Borçlanma maliyetlerindeki artışla ilgili dördüncü olarak, konut piyasasında durgunluk başladı. Ev kredisi faiz oranlarının iki katına çıkması ile ev satışları art arda 11 aydır düştü ve yeni ev inşaatları, pandemi kapanmalarının başladığı Mayıs 2020’den bu yana en düşük seviyede. Beşinci olarak Amerikalılar, pandeminin başlarında yüksek talep gören mobilya, araba ve beyaz eşya gibi diğer pahalı ürünlere de daha az harcıyor. Sonuç olarak, ekonominin nereye gittiğinin erken bir göstergesi olarak kabul edilen ABD üretimi istikrarlı bir şekilde düşüş trendinde. Altıncısı, iş piyasası aylardır ekonominin en iyi giden kalemi. Yüzde 3,7’lik işsizlik oranı, tarihin en düşük seviyelerine yakın ve birçok işveren hâlâ işçi bulup elde tutma konusunda yaşadığı zorluklardan şikayet ediyor.

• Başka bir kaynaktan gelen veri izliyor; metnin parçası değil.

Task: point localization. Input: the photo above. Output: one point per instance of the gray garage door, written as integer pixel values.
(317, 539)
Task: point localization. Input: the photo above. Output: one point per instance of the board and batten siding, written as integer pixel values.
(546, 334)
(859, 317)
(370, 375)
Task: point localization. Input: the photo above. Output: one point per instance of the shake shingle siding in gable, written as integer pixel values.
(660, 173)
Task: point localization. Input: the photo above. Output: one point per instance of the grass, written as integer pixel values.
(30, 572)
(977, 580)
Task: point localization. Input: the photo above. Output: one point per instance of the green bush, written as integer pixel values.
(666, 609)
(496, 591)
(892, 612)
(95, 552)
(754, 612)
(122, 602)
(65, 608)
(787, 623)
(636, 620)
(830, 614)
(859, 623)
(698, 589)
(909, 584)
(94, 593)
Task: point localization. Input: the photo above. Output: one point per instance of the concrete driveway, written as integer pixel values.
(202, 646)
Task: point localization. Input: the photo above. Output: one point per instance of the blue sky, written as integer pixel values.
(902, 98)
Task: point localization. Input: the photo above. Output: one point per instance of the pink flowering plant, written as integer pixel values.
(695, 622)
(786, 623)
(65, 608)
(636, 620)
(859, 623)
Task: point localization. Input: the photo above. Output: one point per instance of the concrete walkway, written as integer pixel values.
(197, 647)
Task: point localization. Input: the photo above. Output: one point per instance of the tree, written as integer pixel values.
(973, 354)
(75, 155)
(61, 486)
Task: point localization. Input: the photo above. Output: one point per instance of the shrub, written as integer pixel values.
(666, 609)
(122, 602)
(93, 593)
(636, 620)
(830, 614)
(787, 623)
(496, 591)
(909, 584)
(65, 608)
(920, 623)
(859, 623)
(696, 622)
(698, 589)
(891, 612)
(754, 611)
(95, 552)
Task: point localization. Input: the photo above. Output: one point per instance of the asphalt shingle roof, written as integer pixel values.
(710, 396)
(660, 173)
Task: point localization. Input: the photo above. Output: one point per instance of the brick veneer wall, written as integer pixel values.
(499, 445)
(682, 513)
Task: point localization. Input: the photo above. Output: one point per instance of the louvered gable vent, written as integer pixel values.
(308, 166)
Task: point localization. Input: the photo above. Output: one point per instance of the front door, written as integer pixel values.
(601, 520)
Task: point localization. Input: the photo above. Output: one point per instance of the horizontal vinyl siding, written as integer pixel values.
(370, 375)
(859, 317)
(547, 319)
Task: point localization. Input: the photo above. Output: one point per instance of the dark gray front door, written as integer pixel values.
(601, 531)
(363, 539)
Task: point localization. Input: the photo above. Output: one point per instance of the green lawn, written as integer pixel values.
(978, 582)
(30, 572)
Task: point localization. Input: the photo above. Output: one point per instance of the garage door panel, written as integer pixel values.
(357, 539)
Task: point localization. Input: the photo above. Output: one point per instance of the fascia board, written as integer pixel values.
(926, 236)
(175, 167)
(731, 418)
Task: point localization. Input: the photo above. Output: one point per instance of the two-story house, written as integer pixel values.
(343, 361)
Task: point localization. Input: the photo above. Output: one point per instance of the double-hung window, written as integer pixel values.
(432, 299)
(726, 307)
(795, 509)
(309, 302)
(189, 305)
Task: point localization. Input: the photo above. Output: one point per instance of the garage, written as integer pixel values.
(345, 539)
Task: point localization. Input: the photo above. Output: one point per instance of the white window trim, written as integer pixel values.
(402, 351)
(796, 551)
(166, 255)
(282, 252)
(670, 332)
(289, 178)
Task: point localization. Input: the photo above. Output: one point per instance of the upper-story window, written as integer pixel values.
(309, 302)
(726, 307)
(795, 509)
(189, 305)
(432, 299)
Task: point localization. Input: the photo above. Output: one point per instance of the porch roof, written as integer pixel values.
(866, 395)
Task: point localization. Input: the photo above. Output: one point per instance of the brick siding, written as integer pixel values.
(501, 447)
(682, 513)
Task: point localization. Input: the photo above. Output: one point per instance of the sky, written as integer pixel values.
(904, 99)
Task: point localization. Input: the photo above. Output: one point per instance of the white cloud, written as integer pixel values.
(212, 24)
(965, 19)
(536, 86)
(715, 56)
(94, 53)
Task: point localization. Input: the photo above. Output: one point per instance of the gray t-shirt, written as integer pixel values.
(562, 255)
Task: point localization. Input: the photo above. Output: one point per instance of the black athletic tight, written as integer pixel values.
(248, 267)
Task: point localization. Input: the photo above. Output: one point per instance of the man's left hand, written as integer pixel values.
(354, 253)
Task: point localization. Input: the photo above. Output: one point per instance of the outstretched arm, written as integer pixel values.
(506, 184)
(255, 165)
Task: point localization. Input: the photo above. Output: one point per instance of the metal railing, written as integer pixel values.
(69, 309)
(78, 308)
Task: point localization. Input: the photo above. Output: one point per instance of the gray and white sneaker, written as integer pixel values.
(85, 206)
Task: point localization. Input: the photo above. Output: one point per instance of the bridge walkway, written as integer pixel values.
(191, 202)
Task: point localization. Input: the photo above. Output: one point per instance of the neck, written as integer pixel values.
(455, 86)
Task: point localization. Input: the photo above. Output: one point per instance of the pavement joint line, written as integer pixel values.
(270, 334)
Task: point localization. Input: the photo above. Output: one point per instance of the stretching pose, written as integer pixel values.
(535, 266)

Yedinci gösterge hane tasarruf oranları. Maaşlarda nominal artışlar olsa da enflasyonun etkisiyle birçok aile tasarruflarından harcama yapmaya başladı. Son aylarda tasarruf oranlarında ciddi bir düşüş var. Sekizinci olarak Ocak ayında rekor seviyelere yükselen borsa aylardır düşüşte. Pandemi sırasında hızla yükselen teknoloji hisseleri, son aylardaki en büyük düşüşlerden bazılarını yaşadı. Meta hisseleri geçen yıl yaklaşık yüzde 70 değer kaybederken, Amazon yüzde 55 düştü. Son olarak ABD ekonomisi 2022’nin başlarında beklenmedik bir şekilde küçüldükten sonra toparlandı. Amerikan perakendecilerinin daha az ithalat ve daha fazla ihracat yapmasıyla hükümet harcamalarındaki artış ve daralan ticaret açığı, yılın sonlarında gayri safi yurtiçi hasılaya yardımcı oldu.